Nos dirigimos al hotel, el cual se encontraba a unos pocos metros de la estación de Francia. Subimos las escaleras y atravesamos un living oscuro que nos llevó hasta la puerta de su cuarto. Comenzamos a desvestirnos al mismo tiempo que nos comíamos el uno al otro sobre la cama. Le saqué el corpiño, para luego jugar con sus pezones. Tenía un cuerpo espectacular. Me puse boca arriba y ella tomó el control de la situación. Comenzó a lamer todo por allí abajo. Glande, tronco, bolas, culo. Todo. Era una maravilla. Se me puso dura como un garrote y me puse el preservativo. Ella me montó y comenzó a galopar. Le di un par de embestidas, pero noté que me estaba desconcentrado un poco. Puto forro, pensé.

- I hate condoms – dije – Sorry.

Ella me miró lujuriosamente, mordiéndose el labio inferior.

- Are you clean? – me preguntó.

- Yes.

- Are you sure?

- Absolutly, and you?

- Always.

- Ok…

Me introduje suavemente. Fue hermoso. Primero coloqué mi glande en su clítoris y comencé a frotar. Ella estaba en el cielo y yo disfrutando de la vista. Me empalmé y la penetré con cariño. Le gustó. Estuvimos así un rato, hasta que comencé a darle duro. Puso sus piernas en mis hombros y yo le di y le di. Bombeé y bombeé hasta quedarme sin aire. Hubo un fuerte alarido. Me dijo que la tome del cuello y lo hice. Me miró a los ojos cuando tuvo su primer orgasmo, y justo después del segundo, yo saqué mi verga de su interior y rocié su abdomen con mi semen. Fue increíble. Había olor a leche y vagina y huevos y sudor. Calor humano y vino tinto. Demasiada testosterona y suspiros de placer. Fue como si nos hubiéramos regalado un par de años de vida mutuamente.
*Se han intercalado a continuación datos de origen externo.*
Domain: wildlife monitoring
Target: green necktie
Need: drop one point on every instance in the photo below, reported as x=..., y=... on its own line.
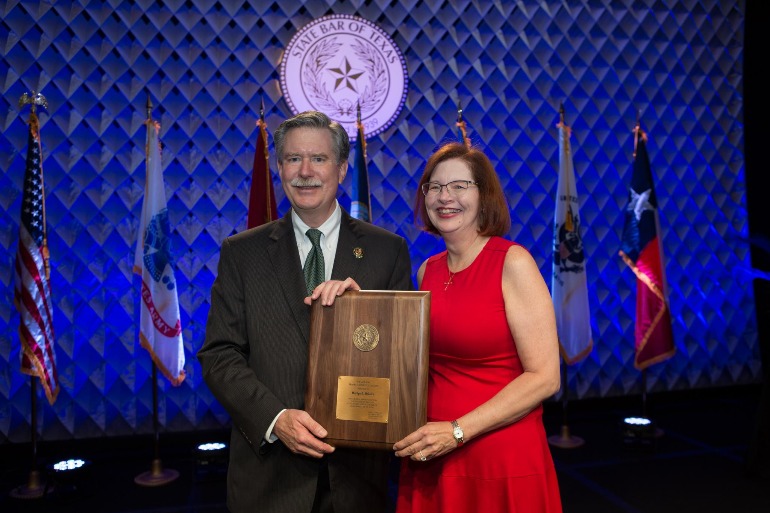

Me recosté en la cama y encendí un cigarrillo. Ella fue al baño. Yo me acerqué al balcón y me quedé viendo la Avenida. Los coches iban y venían. Las personas también. Observé mi pene, estaba flojo, dormido, como un borracho tirado en una esquina, vomitando semen, bañado en fluidos vaginales. Y las bolas a su lado, como dos perros fieles, peludos y arrugados.

Terminé el cigarrillo y apareció ella. Comencé a vestirme y ella me miró confundida.

- So… you are going.

- Yes – dije – And you come back to London tomorrow – me acerqué a ella y la tome del rostro – You are amazing.

- Is that the last thing you say before you never see someone again?

- No. – dije.

- Ok… Thank you. – contest ella, con una sonrisa algo triste.

- See you in the Habana.

- Let me know if you ever come to London.

- I´ll let you know.

Me fui caminando despacio. No tenía apuro de llegar a ninguna parte. Podría haberme quedado con ella. Aunque también podría haber hecho cualquier otra cosa, desde el principio.